Antworten vom LFV Westfalen
Hier die Fragen und die Antworten der Verbände, die geantwortet haben (5 von über 30 angeschrieben!!). Siehe dazu auch unseren Leitartikel. Da brauchen sich die Verbände über ihr schlechtes Image bei vielen Anglern natürlich nicht zu wundern. Scheinbar scheinen die sich lieber mit sich selber zu beschäftigen als auf Fragen und Anliegen von Anglern einzugehen. Bezeichnend ist dabei wohl auch, dass es nicht mal der Bundesverband vom VDSF für nötig gehalten zu antworten - vom DAV - Bundesverband gab es eine Antwort. Wir dachten wir können Euch mit den Antworten Eurer Verbände Euch deren Arbeit und Einstellung näher bringen - abschließend muss ich da leider sagen:
Versuch gescheitert, Verbände drücken sich vor der Arbeit!!
Umso höher sind deswegen die antwortenden Verbände in meinen Augen einzustufen. Daher hier mein ausdrücklicher Dank und großes Lob an folgende Verbände:
VDSF: LFV Westfalen, LSFV Schleswig Holstein
DAV: DAV - Bundesverband, DMV im DAV, LAV im DAV Niedersachsen
Antwort von : LFV Westfalen
1. In Brandenburg hat man jüngst im Zuge der Entbürokratisierung im Fischereigesetz auf das Erfordernis eines Fischereischeins beim Angeln auf Friedfische verzichtet. In Niedersachsen ist das Angeln grundsätzlich ohne Fischereischein und im Ergebnis daher auch ohne Fischereiprüfung zulässig.
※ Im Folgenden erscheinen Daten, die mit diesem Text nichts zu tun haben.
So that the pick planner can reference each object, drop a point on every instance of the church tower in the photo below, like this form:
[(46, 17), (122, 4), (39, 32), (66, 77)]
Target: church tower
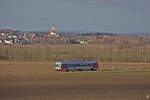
[(53, 31)]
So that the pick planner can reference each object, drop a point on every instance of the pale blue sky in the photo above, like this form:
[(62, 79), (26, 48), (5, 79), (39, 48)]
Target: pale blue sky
[(76, 15)]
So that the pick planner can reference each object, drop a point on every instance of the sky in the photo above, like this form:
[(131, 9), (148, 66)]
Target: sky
[(121, 16)]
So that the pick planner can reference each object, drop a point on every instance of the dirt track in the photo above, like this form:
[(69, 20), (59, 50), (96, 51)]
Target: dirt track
[(75, 86)]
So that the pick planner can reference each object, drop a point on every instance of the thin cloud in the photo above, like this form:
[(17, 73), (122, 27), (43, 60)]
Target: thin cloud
[(130, 5)]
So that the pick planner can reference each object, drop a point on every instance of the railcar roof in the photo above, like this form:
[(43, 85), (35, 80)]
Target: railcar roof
[(74, 62)]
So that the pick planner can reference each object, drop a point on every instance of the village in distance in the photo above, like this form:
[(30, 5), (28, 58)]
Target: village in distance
[(15, 37)]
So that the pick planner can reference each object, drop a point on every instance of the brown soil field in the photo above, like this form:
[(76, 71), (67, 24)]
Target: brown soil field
[(38, 81)]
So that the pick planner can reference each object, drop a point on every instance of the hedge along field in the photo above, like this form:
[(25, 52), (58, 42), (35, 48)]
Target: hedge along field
[(135, 54)]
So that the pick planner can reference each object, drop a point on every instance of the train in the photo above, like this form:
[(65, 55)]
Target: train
[(76, 66)]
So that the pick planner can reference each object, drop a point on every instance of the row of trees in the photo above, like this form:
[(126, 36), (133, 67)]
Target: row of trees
[(103, 53)]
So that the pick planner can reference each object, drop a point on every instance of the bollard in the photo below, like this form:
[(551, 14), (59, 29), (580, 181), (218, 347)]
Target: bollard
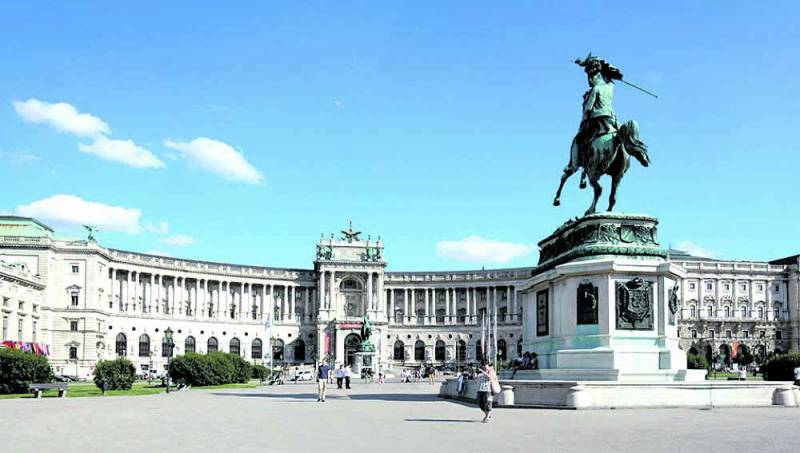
[(506, 396)]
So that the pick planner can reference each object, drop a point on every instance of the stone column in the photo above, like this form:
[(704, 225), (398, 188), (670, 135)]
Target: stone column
[(467, 299), (114, 289), (391, 306)]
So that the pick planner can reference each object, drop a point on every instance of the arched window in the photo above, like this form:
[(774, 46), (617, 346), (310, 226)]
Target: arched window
[(399, 351), (166, 348), (256, 350), (461, 351), (438, 351), (502, 350), (122, 345), (299, 350), (234, 347), (189, 345), (144, 345), (277, 350), (419, 351)]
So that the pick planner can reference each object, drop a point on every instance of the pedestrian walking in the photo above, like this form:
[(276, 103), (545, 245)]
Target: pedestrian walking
[(488, 385), (322, 381), (340, 376)]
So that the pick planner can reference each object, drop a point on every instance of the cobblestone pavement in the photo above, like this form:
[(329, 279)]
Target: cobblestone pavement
[(384, 418)]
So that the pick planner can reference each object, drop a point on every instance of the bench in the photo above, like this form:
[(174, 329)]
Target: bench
[(38, 387)]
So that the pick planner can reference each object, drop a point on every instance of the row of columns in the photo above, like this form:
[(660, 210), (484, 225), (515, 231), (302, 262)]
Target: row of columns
[(429, 300), (170, 295)]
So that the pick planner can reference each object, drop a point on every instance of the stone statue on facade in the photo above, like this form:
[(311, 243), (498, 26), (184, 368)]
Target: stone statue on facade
[(602, 146), (91, 232)]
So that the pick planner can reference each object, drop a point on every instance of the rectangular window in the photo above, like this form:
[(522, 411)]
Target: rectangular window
[(542, 314)]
Wie stehen Sie zur Frage der Fischereischeinpflicht?
Zu 1.: Die Angelfischerei ist vielen Anfeindungen ausgesetzt. Von daher halte ich es für sinnvoll, dass jeder Angler eine Fischerprüfung ablegt. Ein Fischereischein ist sinnvoll als Kontrollinstrument u. a. für die Fischerprüfung und z. B. für Personen, die wegen eines Vergehens gegen tierschutzrechtliche Bestimmungen rechtskräftig verurteilt worden sind. Im Übrigen ist hier nicht erkennbar, warum zwischen „Angeln auf Friedfische" und „Angeln auf Raubfische" unterschieden wird
2. Teilweise wird die Fischerschein- und damit einhergehend die Prüfungspflicht mit dem Hinweis auf den Sachkundenachweis zum töten von Fischen im Sinne von § 4 Abs. 1 S. 3 TierSchG begründet. Das TierSchG fordert aber gerade keine Erlaubnis respektive Prüfung, wie es aber in § 11 TierSchG für andere Tatbestände vorgesehen ist. Im Übrigen korrelieren die Fischereigesetze der Länder nicht mit dem BundesTierSchG.
Wie beurteilen Sie den Argumentation die Fischereischeinpflichtigkeit mit dem TierSchG rechtfertigen möchte?
Zu 2.: Das Tierschutzgesetz (TierSchG) enthält in § 4 die Formulierung: „Ein Wirbeltier töten darf nur, wer die dazu notwendigen Kenntnisse und Fähigkeiten hat." Daher halte ich es für unverzichtbar, dass alle Personen, die sich der Angelfischerei zuwenden, an einer entsprechenden Unterweisung teilgenommen haben.
3. Wie wird in den Prüfungslehrgängen Ihres Verbandes das sachkundige Töten von Fischen gelehrt?
Zu 3.: Der Verband führt keine Lehrgänge durch. Bei den Vereinen, die Lehrgänge durchführen, wird das sachkundige Töten von Fischen gelehrt und teilweise auch in der Praxis demonstriert.
4. Wie erklären Sie sich, daß in den meisten anderen Staaten der Welt auf eine Angelprüfung und Fischereischeinpflicht verzichtet wird? Bedarf der deutsche Angler (warum auch immer) einer strengeren Kontrolle als andere?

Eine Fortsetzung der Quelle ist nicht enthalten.